I am trying to load up images from dataset with the following structure for fine-tuning the vision transformer model. My dataset has following structure:
I am quite confused on how to split the dataset into train, test and validation. I read various similar questions but couldn’t understand the process clearly. I have tried to do the following (train-test-validation split in a non-random manner, though actually I would like it to be randomly splitted):
from datasets import load_dataset
ds = load_dataset("imagefolder",data_dir="/Documents/DataSetFolder/",split="test")
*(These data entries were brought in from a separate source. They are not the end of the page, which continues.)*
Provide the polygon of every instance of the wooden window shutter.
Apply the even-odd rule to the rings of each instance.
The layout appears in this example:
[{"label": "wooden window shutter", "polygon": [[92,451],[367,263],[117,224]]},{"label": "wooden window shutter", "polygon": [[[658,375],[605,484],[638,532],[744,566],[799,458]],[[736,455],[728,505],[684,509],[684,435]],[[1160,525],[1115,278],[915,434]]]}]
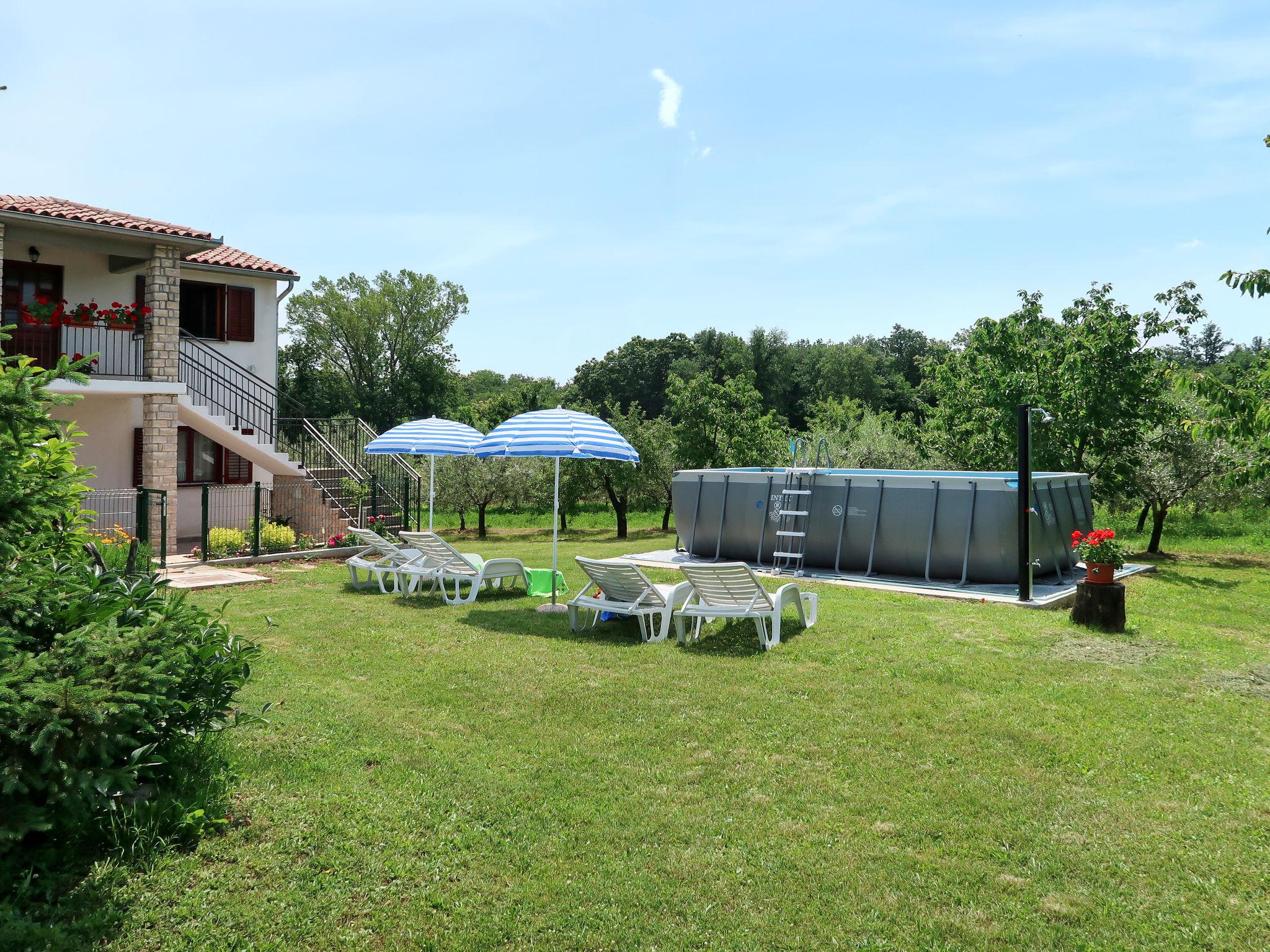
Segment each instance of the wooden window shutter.
[{"label": "wooden window shutter", "polygon": [[[133,288],[132,293],[133,293],[132,301],[136,305],[138,305],[140,307],[145,307],[146,306],[146,275],[145,274],[138,274],[137,275],[137,278],[136,278],[136,287]],[[136,334],[144,334],[145,330],[146,330],[146,317],[145,317],[145,315],[141,315],[140,317],[137,317],[137,326],[133,329],[133,333],[136,333]]]},{"label": "wooden window shutter", "polygon": [[255,288],[225,288],[225,339],[255,340]]},{"label": "wooden window shutter", "polygon": [[132,428],[132,485],[141,485],[141,458],[145,453],[145,447],[141,438],[141,428]]},{"label": "wooden window shutter", "polygon": [[235,453],[232,449],[225,451],[225,481],[226,482],[250,482],[251,481],[251,461],[244,459],[241,456]]}]

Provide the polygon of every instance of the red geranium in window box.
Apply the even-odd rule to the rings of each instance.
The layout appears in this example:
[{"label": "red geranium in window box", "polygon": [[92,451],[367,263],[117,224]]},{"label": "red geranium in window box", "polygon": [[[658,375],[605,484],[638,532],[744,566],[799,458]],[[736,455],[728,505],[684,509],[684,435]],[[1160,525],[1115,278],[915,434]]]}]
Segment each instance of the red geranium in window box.
[{"label": "red geranium in window box", "polygon": [[22,306],[22,320],[24,324],[34,324],[44,327],[60,327],[65,310],[65,301],[52,301],[41,296]]},{"label": "red geranium in window box", "polygon": [[[62,301],[65,305],[66,302]],[[97,305],[75,305],[66,315],[62,317],[62,324],[67,327],[91,327],[97,324]]]}]

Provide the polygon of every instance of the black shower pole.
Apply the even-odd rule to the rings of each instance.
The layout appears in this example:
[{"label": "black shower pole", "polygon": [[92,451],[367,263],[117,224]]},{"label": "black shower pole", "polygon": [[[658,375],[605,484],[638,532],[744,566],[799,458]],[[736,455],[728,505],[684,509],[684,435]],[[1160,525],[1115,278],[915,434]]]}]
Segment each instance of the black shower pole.
[{"label": "black shower pole", "polygon": [[1019,600],[1031,602],[1031,413],[1019,404]]}]

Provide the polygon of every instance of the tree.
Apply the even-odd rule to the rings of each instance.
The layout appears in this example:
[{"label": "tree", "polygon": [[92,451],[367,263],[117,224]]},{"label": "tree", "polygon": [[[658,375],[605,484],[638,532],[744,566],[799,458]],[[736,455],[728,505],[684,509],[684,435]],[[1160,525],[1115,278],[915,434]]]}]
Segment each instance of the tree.
[{"label": "tree", "polygon": [[706,374],[671,381],[667,405],[676,457],[692,468],[772,466],[787,452],[786,430],[763,411],[753,374],[715,383]]},{"label": "tree", "polygon": [[573,376],[569,400],[613,405],[624,413],[631,404],[639,404],[649,416],[660,416],[672,367],[692,354],[692,341],[683,334],[631,338],[602,358],[582,364]]},{"label": "tree", "polygon": [[431,274],[381,272],[329,281],[291,298],[286,331],[311,348],[307,372],[347,388],[348,413],[387,429],[443,411],[453,376],[446,335],[467,294]]},{"label": "tree", "polygon": [[668,499],[672,435],[663,418],[648,419],[639,404],[631,404],[625,413],[610,405],[605,416],[639,453],[639,466],[599,459],[592,470],[617,517],[617,538],[626,538],[626,515],[632,501]]},{"label": "tree", "polygon": [[1175,347],[1163,348],[1171,360],[1193,367],[1214,367],[1226,357],[1234,341],[1222,336],[1214,321],[1204,325],[1199,334],[1184,334]]},{"label": "tree", "polygon": [[[1270,136],[1265,137],[1270,149]],[[1270,234],[1270,228],[1266,230]],[[1270,294],[1270,270],[1226,272],[1222,281],[1238,288],[1240,294],[1265,297]],[[1270,355],[1262,353],[1265,343],[1253,338],[1255,360],[1237,371],[1233,381],[1222,381],[1213,374],[1203,374],[1195,381],[1195,390],[1206,401],[1208,420],[1193,423],[1196,438],[1223,438],[1247,449],[1247,462],[1228,477],[1234,482],[1250,482],[1270,476]]]},{"label": "tree", "polygon": [[826,400],[808,421],[813,447],[826,440],[833,466],[852,470],[917,470],[927,459],[909,418],[874,413],[853,400]]},{"label": "tree", "polygon": [[1270,353],[1234,371],[1228,382],[1201,373],[1191,387],[1205,406],[1203,418],[1187,421],[1195,439],[1220,439],[1243,451],[1227,480],[1247,485],[1270,477]]},{"label": "tree", "polygon": [[485,538],[486,510],[491,505],[518,501],[525,475],[525,466],[511,457],[442,457],[437,461],[437,498],[446,509],[458,513],[475,509],[476,534]]},{"label": "tree", "polygon": [[[1186,421],[1203,409],[1194,397],[1173,393],[1167,413],[1148,434],[1146,448],[1128,480],[1128,490],[1142,500],[1152,517],[1148,552],[1160,551],[1165,520],[1170,510],[1198,496],[1206,486],[1222,481],[1234,465],[1229,444],[1220,439],[1195,439]],[[1144,519],[1139,519],[1139,528]]]},{"label": "tree", "polygon": [[1012,468],[1015,407],[1040,405],[1054,420],[1034,430],[1036,467],[1090,472],[1110,493],[1163,411],[1167,364],[1148,343],[1203,317],[1201,298],[1186,282],[1156,296],[1163,314],[1132,314],[1110,284],[1093,284],[1054,320],[1039,293],[1019,297],[1016,312],[975,322],[933,368],[935,448],[955,466]]}]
# split up data into train + test
splits = ds.train_test_split(test_size=0.3)
train_ds = splits['train']
test_ds = splits['test']
# split up data into val + test
splits = ds.train_test_split(test_size=0.15)
test_ds = splits['test']
val_ds = splits['test']
Is this a correct process for randomly splitting the dataset into 70% training, 15% test and 15% validation? Also, how I can do a random train-test split and what is the significance of the split argument in load_dataset? Would really appreciate some guidance on this as I am very confused even after reading the documentation at https://huggingface.co/docs/datasets/image_process.
what is the significance of the split argument in load_dataset ?
If specified, this argument returns a concrete dataset split/subset instead of returning a dictionary with all the subsets. You can think of it as being equal to load_dataset("imagefolder", data_dir="/Documents/DataSetFolder/")[split]. Note that this arg also supports the slicing syntax, but you shouldn’t use it here as this doesn’t shuffle the data.